Due to the measurement principle of NIRS is based on the absorption of specific wavelengths of light by different functional groups and chemical bonds in a liquid matrix (Ren et al., 2020; Vieira et al., 2021), in order to further explore the features that make significant contributions to these classification models, and also further explore the functional groups that exhibit significant differences among various types of plasma, we analyzed the features in these classification models by conducting feature selection.
After selecting the most optimized ML model and pre-processing method combination for the data in our study, to differentiate which wavelengths in the NIRS data carry key and feature information about the different classes, there were two different feature selection approaches: Feature selection based on the variable importance in projection within the PLS model (PLS-VIP), and the support vector machine recursive feature elimination (SVM-RFE) algorithm based feature selection for the SVM model. The variable importance in projection (VIP) score is utilized to assess the significance of each variable employed in the PLS model (Wang, He & Wang, 2015). The SVM-RFE is a wrapper feature selection method which generates the ranking of features using backward feature elimination (Huang et al., 2014).
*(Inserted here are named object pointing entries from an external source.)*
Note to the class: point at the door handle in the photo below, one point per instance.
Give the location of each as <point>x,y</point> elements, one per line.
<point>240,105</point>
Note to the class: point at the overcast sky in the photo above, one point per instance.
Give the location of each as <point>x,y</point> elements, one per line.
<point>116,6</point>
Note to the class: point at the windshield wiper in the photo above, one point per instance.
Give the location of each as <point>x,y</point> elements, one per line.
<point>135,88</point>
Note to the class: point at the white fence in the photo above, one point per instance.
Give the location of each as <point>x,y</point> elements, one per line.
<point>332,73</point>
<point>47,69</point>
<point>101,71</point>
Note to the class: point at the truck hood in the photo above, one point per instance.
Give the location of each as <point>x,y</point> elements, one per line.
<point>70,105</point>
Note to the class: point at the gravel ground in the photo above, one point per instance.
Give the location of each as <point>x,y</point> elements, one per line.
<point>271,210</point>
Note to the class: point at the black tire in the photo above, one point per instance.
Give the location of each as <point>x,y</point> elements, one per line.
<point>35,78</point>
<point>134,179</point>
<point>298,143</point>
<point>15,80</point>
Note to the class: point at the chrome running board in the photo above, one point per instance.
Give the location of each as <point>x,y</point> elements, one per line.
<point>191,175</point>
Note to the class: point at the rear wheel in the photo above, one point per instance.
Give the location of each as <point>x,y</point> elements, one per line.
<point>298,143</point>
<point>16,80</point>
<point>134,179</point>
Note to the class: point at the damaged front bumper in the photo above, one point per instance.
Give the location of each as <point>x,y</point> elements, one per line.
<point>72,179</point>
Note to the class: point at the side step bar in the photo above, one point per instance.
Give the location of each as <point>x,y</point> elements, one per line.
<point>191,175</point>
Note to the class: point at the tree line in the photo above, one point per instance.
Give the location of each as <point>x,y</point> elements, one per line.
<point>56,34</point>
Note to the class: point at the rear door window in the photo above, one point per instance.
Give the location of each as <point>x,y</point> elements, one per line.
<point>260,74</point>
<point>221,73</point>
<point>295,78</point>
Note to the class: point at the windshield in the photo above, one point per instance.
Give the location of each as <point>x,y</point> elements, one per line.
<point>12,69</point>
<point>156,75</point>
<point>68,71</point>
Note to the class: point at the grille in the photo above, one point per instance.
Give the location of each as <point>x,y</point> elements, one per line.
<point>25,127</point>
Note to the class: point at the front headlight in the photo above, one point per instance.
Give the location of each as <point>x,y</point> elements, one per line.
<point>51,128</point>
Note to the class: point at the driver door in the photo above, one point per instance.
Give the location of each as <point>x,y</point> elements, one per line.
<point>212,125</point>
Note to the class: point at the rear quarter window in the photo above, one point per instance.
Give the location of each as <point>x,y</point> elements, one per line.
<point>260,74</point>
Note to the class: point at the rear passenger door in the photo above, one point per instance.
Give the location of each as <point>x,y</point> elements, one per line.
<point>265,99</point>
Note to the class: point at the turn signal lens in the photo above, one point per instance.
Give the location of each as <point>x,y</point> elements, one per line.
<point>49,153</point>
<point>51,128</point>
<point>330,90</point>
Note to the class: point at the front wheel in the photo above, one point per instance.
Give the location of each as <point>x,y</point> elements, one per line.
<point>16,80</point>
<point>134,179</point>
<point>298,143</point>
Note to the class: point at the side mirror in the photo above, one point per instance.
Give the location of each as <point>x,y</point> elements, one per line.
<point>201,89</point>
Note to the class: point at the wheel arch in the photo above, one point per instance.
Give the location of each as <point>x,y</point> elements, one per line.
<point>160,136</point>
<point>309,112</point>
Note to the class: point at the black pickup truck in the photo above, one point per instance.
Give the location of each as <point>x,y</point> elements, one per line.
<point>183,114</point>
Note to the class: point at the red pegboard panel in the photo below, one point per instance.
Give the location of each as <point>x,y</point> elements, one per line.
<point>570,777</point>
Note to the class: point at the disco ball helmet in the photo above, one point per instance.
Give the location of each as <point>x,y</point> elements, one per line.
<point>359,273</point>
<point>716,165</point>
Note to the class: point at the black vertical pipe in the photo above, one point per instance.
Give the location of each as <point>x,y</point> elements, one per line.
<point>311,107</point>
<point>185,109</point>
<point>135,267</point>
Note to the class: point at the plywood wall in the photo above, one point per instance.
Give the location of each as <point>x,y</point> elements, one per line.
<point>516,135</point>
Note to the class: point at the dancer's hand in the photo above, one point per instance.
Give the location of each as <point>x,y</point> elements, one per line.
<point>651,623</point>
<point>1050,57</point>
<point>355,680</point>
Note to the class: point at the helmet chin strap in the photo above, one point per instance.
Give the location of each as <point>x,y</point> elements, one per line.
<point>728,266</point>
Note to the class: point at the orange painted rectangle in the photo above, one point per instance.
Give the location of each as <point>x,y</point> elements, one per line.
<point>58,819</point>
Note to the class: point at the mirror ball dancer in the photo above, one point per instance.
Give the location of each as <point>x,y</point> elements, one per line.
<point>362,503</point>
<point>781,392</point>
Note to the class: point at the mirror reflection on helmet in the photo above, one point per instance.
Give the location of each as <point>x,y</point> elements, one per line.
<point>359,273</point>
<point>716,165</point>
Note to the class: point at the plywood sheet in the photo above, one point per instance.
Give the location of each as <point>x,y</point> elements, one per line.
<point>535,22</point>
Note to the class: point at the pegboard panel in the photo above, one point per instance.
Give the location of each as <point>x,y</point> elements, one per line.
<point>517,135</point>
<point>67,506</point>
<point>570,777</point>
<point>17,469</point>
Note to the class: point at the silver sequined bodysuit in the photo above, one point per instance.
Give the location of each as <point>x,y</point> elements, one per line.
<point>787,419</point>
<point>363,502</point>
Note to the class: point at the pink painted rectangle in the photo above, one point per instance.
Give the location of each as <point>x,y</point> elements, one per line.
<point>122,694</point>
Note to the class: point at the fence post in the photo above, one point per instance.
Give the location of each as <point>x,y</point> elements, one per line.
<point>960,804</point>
The features are eliminated according to a criterion related to their support to the discrimination function, and the SVM is re-trained at each step.
Result
NIR spectral characteristics of plasma samples
A total of 99 plasma samples, consisting of HC, LC, and MM groups, were subjected to NIRS analysis at intervals of every four wavenumbers within the wavenumber range of 4,000 to 10,000 cm−1. Since each collected wavenumber represents a candidate variable for building the ML model, wavenumber features exceeding a threshold of 3 in any sample were excluded, we ultimately used 1,291 variables for constructing both the diagnostic model and the discriminant diagnostic model.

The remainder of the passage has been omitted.